Dans le monde marin, les animaux à mètis sont des pièges vivants, ainsi la torpille qui, en dépit de son apparence flasque est capable de vous foudroyer. Ou encore ce rocher qui n’en est pas un puisque c’est un poulpe dont sa technique lui permet de se confondre avec les rochers, tel un caméléon des mers. Et si, une fois démasqué, vous croyez l’attraper, c’est un jet d’encre qui vous fait perdre vos repères et votre proie.

Rien d’étonnant à ce que la mètis soit une intelligence qui s’exprime dans des situation de compétition, de guerre ou de chasse. Dans ces situations ou la science des immuables et de la vérité n’a plus prise. On est ici au cœur de l’action, du vivant et du devenir.

Comment Google, qui vient de fêter ses dix ans, a su ainsi s’imposer dans cet environnement sans repères qu’est le web ? Comment cette jeune société arrive-t-elle à faire vaciller les plus puissantes industries du 20° siècle ?

Assurément car elle su faire preuve de mètis pour tisser sa propre toile et constituer ses « pièges à données » et à utilisateurs en collant aux principes du web et de ses liens pour lier en retour les pratiques d’accès autour de l’index de son moteur de recherche. De mètis également, pour dissimuler l’ampleur de ses investissements dans les infrastructures pendant plusieurs années, multiplier les services jusqu’à donner le tournis à la concurrence. De mètis encore, pour mettre en place un business model innovant qui lui assure un revenu que ne peuvent tarir ses concurrents sans se cannibaliser eux mêmes.

Google lie et encercle, elle est partout où le web est, elle prend de vitesse et semble avoir toujours un coup d’avance tel Prométhée, personnage à mètis capable d’anticiper de qui va arriver, faculté en vertu de laquelle Zeus lui demanda de faire le partage et la répartition des facultés parmi les vivants. La polymorphie des ruses de Google ainsi que son intelligence pratique du web n’a d’égal que la multiplicité de ses services et de ses initiatives dont la multiplicité changeante, chatoyante et bariolée, nous aveugle et nous empêche toujours de voir ce qu’il y a de plus important, ce qui se passe vraiment. « A quoi joue Google ? » se demande-t-on a chaque mise en place d’un nouveau service, alimentant un flot intarissable de commentaires et de gloses dans le web participatif.

A présent Google est devenue un des principaux tekmar (repère) du web : une boussole, une étoile, un phare pour nous guider sur l’océan-web, et va même jusqu’à proposer le gouvernail de nos embarcations avec la sortie de son navigateur Chrome.

Dans la Théogonie d’Hésiode, l’Océanide Mètis ( fille d’Océan et de Thétys) était le nom de la première épouse de Zeus que le dieu des dieux s’empressa d’avaler comme pour s’approprier et faire siennes toutes les ruses de l’intelligence, afin de déjouer par avance tous les complots.

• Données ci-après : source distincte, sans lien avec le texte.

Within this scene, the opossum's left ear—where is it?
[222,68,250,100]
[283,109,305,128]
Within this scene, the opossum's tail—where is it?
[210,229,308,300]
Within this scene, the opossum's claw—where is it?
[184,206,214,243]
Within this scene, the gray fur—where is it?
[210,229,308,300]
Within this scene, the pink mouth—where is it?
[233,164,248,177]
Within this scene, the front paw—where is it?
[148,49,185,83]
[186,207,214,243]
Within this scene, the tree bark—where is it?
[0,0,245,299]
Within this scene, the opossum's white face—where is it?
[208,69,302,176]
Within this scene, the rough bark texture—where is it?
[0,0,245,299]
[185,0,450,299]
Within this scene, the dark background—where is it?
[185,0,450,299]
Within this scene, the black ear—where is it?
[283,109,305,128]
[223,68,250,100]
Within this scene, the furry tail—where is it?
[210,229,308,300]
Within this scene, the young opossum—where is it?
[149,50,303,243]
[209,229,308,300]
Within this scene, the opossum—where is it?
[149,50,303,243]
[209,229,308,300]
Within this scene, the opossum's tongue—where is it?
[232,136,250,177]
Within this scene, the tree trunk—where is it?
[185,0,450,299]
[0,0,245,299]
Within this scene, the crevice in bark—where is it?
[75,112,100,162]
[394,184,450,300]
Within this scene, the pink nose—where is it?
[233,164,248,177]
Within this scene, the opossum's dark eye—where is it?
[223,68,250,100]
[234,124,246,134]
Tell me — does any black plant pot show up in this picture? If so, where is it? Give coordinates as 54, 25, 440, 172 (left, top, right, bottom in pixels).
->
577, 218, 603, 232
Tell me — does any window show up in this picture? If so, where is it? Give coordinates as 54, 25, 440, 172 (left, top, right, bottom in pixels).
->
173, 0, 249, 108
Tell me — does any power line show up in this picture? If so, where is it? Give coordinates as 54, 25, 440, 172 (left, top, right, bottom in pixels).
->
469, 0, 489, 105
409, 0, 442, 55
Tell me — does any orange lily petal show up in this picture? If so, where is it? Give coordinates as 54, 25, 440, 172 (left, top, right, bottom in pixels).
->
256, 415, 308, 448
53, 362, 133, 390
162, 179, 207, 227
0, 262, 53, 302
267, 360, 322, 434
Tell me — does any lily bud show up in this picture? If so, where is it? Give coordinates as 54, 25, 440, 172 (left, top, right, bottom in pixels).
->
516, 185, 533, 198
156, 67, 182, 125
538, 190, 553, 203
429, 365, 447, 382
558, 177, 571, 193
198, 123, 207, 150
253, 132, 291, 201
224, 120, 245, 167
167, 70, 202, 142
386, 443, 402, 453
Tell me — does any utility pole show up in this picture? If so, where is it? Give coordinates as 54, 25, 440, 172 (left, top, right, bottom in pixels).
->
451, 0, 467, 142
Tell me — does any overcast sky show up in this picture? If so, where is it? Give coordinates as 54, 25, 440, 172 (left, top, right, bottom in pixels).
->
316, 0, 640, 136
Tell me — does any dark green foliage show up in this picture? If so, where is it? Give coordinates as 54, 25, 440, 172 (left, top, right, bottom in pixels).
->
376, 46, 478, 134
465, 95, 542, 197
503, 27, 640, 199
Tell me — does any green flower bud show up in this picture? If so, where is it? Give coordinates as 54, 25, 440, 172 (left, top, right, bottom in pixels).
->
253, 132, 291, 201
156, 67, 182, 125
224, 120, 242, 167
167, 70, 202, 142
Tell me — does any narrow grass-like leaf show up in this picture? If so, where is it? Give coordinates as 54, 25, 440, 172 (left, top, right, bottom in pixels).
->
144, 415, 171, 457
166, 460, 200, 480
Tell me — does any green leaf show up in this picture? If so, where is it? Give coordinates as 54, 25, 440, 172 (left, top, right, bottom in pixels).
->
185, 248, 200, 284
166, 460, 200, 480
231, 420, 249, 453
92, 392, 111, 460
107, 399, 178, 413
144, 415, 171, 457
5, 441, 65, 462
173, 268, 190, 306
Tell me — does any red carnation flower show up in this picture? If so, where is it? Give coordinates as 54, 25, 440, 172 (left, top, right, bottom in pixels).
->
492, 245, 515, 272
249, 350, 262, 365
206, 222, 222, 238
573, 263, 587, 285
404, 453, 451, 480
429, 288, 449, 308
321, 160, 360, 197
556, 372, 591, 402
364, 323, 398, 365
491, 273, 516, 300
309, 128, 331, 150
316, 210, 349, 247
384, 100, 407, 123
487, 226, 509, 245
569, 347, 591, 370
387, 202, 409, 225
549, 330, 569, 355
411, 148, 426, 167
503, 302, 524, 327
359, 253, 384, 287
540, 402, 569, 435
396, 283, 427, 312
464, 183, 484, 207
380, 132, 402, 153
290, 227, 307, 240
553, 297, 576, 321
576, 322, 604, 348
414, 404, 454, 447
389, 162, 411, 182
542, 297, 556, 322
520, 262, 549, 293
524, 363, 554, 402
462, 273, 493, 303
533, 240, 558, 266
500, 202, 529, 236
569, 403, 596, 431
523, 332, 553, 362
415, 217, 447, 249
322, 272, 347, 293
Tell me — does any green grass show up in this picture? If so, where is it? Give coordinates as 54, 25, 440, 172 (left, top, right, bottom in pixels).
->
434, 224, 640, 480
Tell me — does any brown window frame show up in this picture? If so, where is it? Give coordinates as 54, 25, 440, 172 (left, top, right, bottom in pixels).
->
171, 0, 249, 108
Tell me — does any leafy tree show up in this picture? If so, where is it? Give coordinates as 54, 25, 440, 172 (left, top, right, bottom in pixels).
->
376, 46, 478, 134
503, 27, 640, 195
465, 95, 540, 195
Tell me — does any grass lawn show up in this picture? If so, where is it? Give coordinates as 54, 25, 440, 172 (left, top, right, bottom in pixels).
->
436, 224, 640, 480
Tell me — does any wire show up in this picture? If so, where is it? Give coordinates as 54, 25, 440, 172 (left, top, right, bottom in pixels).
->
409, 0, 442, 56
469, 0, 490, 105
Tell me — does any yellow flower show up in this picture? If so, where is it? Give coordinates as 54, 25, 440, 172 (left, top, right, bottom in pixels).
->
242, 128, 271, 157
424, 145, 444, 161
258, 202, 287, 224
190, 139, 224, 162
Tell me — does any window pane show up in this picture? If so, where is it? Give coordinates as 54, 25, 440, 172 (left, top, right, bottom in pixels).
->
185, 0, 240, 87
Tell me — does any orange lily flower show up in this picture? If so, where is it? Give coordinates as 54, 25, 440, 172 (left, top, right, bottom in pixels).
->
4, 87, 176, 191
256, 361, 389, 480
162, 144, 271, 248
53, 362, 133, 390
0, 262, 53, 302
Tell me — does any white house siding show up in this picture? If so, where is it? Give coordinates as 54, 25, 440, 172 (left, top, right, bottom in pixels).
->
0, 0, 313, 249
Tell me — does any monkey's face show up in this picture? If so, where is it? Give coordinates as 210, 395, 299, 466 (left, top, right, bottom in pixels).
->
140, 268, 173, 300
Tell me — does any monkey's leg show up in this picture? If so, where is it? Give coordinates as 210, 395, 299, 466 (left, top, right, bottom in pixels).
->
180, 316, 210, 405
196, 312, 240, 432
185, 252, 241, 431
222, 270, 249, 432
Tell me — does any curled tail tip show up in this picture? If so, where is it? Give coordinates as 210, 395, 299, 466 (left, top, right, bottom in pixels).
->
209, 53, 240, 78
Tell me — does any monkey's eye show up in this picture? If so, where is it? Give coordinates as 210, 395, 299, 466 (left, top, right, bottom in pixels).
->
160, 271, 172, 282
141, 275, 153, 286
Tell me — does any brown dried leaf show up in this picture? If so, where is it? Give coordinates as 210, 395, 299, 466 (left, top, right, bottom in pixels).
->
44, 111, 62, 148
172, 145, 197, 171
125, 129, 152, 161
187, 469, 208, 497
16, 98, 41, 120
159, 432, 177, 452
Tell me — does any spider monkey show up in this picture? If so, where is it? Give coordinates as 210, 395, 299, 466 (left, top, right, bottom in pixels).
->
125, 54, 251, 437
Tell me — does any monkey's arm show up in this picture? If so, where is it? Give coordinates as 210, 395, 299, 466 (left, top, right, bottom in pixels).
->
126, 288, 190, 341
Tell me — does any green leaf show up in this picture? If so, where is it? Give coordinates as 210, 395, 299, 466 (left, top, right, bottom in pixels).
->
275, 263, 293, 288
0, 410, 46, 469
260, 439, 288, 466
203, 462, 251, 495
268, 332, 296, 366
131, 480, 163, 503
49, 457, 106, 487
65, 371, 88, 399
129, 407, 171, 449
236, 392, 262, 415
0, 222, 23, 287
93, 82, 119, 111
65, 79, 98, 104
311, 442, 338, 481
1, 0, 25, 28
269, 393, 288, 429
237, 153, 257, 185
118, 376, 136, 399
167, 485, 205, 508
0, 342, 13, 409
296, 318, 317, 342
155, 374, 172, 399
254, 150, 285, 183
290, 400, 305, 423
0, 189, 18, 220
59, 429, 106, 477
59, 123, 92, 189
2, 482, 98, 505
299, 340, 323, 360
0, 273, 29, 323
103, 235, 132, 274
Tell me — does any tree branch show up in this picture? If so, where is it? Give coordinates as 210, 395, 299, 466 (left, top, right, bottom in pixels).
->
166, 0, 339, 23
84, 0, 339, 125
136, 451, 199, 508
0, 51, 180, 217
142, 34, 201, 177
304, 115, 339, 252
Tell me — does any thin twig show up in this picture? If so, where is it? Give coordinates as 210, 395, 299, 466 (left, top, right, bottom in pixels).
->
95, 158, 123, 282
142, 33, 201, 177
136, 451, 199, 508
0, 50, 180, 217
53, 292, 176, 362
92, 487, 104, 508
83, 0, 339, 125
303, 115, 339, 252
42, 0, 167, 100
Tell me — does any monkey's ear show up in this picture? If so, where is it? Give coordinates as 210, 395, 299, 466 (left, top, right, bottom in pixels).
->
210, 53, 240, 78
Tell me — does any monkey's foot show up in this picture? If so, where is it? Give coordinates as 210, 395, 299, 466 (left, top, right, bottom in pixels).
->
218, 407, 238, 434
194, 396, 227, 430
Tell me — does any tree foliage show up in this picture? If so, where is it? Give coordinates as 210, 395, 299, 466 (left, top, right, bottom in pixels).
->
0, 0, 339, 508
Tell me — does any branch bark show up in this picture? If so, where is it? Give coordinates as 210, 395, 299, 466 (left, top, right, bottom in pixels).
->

En ce sens Zeus a réussi son coup car, contrairement à Ouranos son grand-père et à Cronos son père, il a stoppé le renouvellement monarchique des dieux : il est celui qui gouverne à jamais, sans succession. Si Olivier Ertzscheid a récemment comparé Google à Cronos qui dévorait ses enfants de peur d’en voir un lui succéder, c’est pourtant du côté de Zeus qu’il faut regarder en tant que divinité la plus rusée, puisant sa mètis de Mètis en son ventre. Google n’est pas la figure gloutonne de Cronos qui dévore tous ses enfants, il a plutôt la figure de Zeus qui ne dévore qu’un dieu, Mètis, pour mieux régner sur les autres.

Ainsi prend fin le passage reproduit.